Solved: Use merge to find different values for common variable in two data set...

Iona · Posted 12-04-2017 08:14 PM

Hi!

So I have this problem (using sas universtiy):

I am supposed to merge datasets that have two common variables (id and weight) and look for values that are different for one variable (weight).

Say:

Data sheet1;
input id weight1;
datalines;
1 33
2 44
3 55
4 66
5 77
;
run;

Data sheet2;
input id weight2;
datalines;
1 11
2 44
3 55
4 66
5 88
; 
run;

To identify observations 1 and 5 I would run;

Data differences;
merge sheet1 sheet2;
by id;
run;


Data differences;
set differences;
where weight1 ne weight2;
run;

Provided they're propperly sorted.

But I am supposed to run this code:

Data differences;
merge sheet1 sheet2 (in =a);
by id weight;
if a;
run;

And I just don't understand how that's supposed to work. The way I understand it is that the datasets are merged by id and weight for all observations in a and overwriting values that are different with those from sheet2.

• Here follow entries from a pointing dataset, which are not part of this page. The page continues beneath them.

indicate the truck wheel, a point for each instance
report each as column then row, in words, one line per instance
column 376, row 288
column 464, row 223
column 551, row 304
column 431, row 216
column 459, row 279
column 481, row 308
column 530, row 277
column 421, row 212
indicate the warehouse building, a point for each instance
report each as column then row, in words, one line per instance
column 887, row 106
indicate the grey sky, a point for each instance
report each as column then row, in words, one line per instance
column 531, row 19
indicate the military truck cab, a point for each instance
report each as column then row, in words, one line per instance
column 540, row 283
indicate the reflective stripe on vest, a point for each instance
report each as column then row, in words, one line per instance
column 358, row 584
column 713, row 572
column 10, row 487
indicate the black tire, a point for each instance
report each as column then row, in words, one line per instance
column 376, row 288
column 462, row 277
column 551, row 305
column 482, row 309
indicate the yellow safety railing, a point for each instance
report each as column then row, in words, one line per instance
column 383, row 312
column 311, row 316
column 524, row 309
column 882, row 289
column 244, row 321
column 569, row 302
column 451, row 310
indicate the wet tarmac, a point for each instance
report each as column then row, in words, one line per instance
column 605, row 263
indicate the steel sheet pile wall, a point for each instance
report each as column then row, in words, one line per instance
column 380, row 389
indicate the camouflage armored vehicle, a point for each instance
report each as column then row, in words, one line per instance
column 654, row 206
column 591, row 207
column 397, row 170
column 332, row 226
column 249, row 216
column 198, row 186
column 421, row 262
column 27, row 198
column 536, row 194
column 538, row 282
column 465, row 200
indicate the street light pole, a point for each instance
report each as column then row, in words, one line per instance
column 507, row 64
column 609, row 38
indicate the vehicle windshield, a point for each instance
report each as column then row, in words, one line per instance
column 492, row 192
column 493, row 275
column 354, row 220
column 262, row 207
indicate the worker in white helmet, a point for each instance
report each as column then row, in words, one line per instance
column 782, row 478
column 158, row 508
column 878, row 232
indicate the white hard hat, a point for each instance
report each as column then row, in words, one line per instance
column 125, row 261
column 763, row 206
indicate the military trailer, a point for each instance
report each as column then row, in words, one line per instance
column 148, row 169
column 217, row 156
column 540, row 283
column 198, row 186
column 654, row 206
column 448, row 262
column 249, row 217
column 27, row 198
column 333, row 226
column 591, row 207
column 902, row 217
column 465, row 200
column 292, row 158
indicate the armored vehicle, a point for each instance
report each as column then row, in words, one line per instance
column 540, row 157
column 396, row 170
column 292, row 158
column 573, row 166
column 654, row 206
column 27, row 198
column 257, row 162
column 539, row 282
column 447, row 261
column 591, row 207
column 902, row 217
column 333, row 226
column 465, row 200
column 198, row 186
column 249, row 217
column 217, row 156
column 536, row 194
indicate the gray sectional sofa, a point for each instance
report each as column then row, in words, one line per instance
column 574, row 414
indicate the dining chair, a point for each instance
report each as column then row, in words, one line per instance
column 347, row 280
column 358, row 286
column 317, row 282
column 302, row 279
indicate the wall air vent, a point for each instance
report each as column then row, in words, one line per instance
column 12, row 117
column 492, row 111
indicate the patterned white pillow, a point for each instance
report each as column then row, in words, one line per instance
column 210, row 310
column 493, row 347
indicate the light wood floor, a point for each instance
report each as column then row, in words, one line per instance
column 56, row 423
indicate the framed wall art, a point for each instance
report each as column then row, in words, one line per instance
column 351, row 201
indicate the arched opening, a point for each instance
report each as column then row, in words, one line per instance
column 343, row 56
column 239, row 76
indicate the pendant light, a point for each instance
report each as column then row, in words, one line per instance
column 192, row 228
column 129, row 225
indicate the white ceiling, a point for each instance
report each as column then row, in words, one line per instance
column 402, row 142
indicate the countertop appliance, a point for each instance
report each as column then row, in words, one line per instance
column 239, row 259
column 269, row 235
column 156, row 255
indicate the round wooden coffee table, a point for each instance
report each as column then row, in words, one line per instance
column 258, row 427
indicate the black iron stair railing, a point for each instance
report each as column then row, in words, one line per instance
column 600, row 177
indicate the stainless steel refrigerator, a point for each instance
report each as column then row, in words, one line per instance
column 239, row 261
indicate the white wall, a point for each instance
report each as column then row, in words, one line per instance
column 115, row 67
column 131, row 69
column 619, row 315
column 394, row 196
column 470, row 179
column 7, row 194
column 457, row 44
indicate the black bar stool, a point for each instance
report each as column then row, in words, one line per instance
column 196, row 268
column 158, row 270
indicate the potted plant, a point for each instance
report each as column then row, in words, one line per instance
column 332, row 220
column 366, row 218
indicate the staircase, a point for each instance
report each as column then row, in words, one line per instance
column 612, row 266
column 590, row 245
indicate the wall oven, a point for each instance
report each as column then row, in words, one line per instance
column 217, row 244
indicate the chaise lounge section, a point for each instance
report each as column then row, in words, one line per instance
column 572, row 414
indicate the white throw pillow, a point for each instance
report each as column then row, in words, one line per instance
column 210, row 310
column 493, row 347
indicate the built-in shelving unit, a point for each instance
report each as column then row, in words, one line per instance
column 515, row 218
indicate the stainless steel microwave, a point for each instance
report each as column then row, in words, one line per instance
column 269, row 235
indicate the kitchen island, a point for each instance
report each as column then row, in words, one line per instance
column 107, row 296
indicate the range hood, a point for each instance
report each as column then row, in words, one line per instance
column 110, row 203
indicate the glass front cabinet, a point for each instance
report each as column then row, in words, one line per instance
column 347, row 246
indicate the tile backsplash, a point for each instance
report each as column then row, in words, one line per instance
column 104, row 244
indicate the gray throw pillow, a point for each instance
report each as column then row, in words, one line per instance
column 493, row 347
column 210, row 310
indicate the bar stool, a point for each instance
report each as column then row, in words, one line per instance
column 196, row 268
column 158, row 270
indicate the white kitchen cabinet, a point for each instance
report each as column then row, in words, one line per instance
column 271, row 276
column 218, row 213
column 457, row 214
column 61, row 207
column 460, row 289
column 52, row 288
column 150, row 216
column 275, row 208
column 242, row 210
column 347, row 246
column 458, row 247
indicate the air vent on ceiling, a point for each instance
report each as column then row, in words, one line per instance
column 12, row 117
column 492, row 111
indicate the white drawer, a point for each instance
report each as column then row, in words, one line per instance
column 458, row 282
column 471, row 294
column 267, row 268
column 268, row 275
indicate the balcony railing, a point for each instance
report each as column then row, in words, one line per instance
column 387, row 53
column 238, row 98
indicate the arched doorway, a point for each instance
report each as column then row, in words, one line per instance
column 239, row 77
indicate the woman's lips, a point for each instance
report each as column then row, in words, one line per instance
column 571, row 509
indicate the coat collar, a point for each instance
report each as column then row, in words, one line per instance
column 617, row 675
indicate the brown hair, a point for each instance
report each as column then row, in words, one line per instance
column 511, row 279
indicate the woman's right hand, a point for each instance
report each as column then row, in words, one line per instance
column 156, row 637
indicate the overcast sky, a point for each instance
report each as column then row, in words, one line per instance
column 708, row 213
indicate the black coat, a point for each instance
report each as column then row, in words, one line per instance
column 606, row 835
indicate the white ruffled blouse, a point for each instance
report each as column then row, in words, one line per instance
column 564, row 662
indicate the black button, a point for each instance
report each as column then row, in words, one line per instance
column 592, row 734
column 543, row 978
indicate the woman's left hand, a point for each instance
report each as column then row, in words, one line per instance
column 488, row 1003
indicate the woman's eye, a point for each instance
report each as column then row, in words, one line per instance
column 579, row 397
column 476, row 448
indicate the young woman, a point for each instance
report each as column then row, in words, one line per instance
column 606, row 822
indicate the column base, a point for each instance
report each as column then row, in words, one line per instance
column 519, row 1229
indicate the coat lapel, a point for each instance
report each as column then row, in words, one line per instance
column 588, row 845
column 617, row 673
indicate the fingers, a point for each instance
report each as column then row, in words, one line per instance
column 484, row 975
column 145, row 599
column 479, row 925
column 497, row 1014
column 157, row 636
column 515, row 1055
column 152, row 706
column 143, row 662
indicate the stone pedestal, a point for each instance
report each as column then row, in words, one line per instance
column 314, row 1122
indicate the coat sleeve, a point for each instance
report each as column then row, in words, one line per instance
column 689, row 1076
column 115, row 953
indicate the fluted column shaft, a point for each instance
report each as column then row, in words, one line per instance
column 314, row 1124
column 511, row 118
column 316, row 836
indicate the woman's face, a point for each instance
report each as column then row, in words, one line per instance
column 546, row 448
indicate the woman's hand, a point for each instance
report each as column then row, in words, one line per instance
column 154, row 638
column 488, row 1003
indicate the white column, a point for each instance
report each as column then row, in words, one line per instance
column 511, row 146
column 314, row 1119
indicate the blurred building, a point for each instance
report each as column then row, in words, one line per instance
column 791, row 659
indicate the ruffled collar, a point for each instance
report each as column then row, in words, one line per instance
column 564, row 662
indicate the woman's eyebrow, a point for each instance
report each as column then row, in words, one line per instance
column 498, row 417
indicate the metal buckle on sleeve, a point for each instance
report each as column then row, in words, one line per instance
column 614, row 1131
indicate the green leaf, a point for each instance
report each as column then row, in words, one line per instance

Maybe I'm not thinking of the right data structure. My supervisor tried to explain it to me, saying that the merge statement would create missings for values that aren't equal on both datasets.

Can someone fill me in? Thanks's in advance!

art297 · Posted 12-05-2017 05:39 PM

Given what you now want, your code is far too complex. To get the desired result you only need:

data desired;
  merge A B;
  by id ref_var;
run;

Art, CEO, AnalystFinder.com

View solution in original post

art297 · Posted 12-04-2017 09:06 PM

Since you don't have a variable called weight, that code wouldn't run. Your supervisor may have been suggesting something like:

data differences;
  merge sheet1 (rename=(weight1=weight) in=a) 
        sheet2 (rename=(weight2=weight) in=b);
  by id weight;
  if a and not b;
run;

Art, CEO, AnalystFinder.com

Iona · Posted 12-04-2017 09:19 PM

Hi Art,

thanks for your reply! In my version the data sets would have weight1 and weight 2, and in the supervisor's version only weight. Sorry for the confusion! I was just concentrating on the merge question and on how a merge can return different values, only.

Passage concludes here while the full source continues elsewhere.